All Access is also working to attract sports fans. The service is bringing UEFA soccer matches to the service next week, and if NFL season continues as planned this fall, CBS’s NFL coverage, including 2021’s Super Bowl LV, will be available on All Access, too.
Those sports offerings will be a cornerstone for an expanded live channel offering on All Access that will continue to grow in the coming months, a feature that is seeing something of a resurgence as other streamers invest in always-on channels.
The timing of the updated, bulked-up service will coincide with the release of one of All Access’ high-profile originals, the adult animated comedy Star Trek: Lower Decks, which premieres Aug. 6. Also coming to the service will be 24/7 access to live feeds from the house of the long-running CBS reality hit Big Brother, which premieres its 22nd season Aug. 5 on CBS.
New marketing materials for the platform, primarily tied to those new programming highlights, will roll out shortly, DeBevoise said.
The move to roll out the update this summer instead of waiting for the official rebrand in 2021 is a strategic one aimed at leveraging popular releases, while also testing what additions are resonating with subscribers. The rebrand happens to come on the heels of generous free trial offers from the company earlier this year amid Covid-19-related shutdowns.
“We all asked ourselves, ‘Can we build this strategy more quickly inside the All Access experience and have it thrive?’” DeBevoise said. “And we can. We’ve got this momentum and we didn’t really want to wait for new originals to be developed or the new brand to be developed to be able to take advantage of this moment.”
The price of the service—the ad-supported version is $5.99 per month, while the ad-free tier is $9.99—will not change with this week’s update, and ViacomCBS will continue operating other streamers, including the premium cable channel and video-on-demand service Showtime and the BET streamer BET+, as separate entities.

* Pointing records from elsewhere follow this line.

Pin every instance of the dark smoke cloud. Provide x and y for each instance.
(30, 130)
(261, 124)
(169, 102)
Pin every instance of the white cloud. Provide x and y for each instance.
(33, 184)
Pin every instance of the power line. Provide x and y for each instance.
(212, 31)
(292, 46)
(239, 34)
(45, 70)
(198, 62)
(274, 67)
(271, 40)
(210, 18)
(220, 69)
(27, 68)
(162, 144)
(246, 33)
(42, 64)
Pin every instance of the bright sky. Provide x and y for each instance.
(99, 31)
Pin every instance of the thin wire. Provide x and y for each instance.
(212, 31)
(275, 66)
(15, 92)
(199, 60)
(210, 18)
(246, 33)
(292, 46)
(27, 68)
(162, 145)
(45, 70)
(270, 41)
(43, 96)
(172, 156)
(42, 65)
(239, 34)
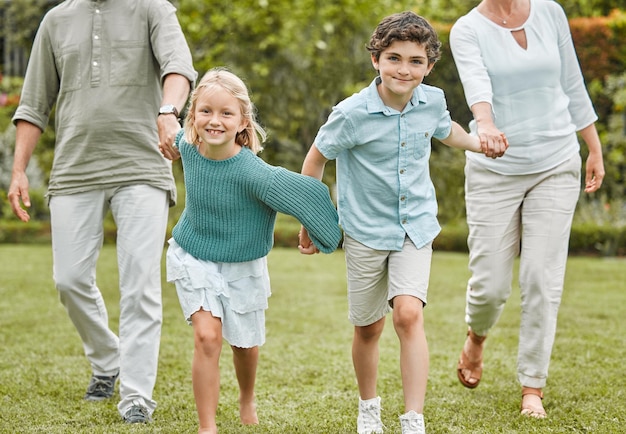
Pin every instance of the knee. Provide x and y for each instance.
(69, 280)
(370, 332)
(208, 341)
(406, 316)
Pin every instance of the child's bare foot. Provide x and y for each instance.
(247, 413)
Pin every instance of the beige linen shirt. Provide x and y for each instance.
(102, 63)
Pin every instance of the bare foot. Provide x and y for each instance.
(247, 413)
(470, 366)
(532, 406)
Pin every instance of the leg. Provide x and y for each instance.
(409, 275)
(205, 371)
(493, 204)
(76, 222)
(408, 320)
(365, 357)
(246, 361)
(140, 212)
(547, 218)
(368, 305)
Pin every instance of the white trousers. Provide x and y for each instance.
(140, 213)
(529, 215)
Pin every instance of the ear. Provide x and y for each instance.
(374, 62)
(430, 68)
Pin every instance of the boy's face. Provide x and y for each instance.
(402, 67)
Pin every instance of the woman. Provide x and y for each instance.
(521, 77)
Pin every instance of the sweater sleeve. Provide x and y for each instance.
(308, 200)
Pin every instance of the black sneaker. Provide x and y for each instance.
(137, 414)
(100, 387)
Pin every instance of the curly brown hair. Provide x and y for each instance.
(405, 26)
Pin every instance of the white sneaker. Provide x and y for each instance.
(369, 421)
(412, 423)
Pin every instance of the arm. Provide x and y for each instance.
(459, 138)
(594, 167)
(26, 138)
(313, 166)
(176, 89)
(492, 141)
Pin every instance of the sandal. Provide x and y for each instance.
(475, 369)
(532, 410)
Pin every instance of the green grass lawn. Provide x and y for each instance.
(305, 382)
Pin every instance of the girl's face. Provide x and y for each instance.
(218, 119)
(402, 67)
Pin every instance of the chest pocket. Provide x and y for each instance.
(420, 142)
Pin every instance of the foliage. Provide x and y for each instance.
(305, 380)
(301, 58)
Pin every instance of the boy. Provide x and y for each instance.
(381, 138)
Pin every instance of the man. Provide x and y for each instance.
(118, 73)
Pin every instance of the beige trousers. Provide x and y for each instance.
(530, 215)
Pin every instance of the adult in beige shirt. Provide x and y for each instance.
(117, 72)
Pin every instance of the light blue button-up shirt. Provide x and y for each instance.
(383, 178)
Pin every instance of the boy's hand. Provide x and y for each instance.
(493, 142)
(305, 245)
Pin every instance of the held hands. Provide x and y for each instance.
(594, 172)
(168, 127)
(493, 142)
(18, 191)
(305, 245)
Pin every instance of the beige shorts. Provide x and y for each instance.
(375, 277)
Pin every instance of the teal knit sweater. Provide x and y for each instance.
(231, 206)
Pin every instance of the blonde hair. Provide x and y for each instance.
(253, 135)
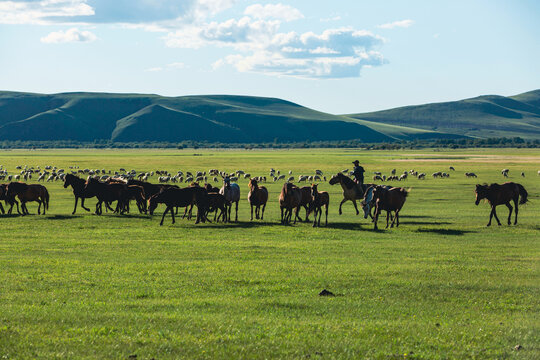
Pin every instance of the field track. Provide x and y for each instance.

All Access, which has been around since 2014, is steadily growing, but still has a smaller footprint than some rival streamers on the market. The company does not break out subscribers to All Access alone, but in May said it had 13.5 million combined domestic subscribers to All Access and Showtime’s OTT offering. The company has projected it will have 16 million combined subscribers to All Access and Showtime OTT by year’s end.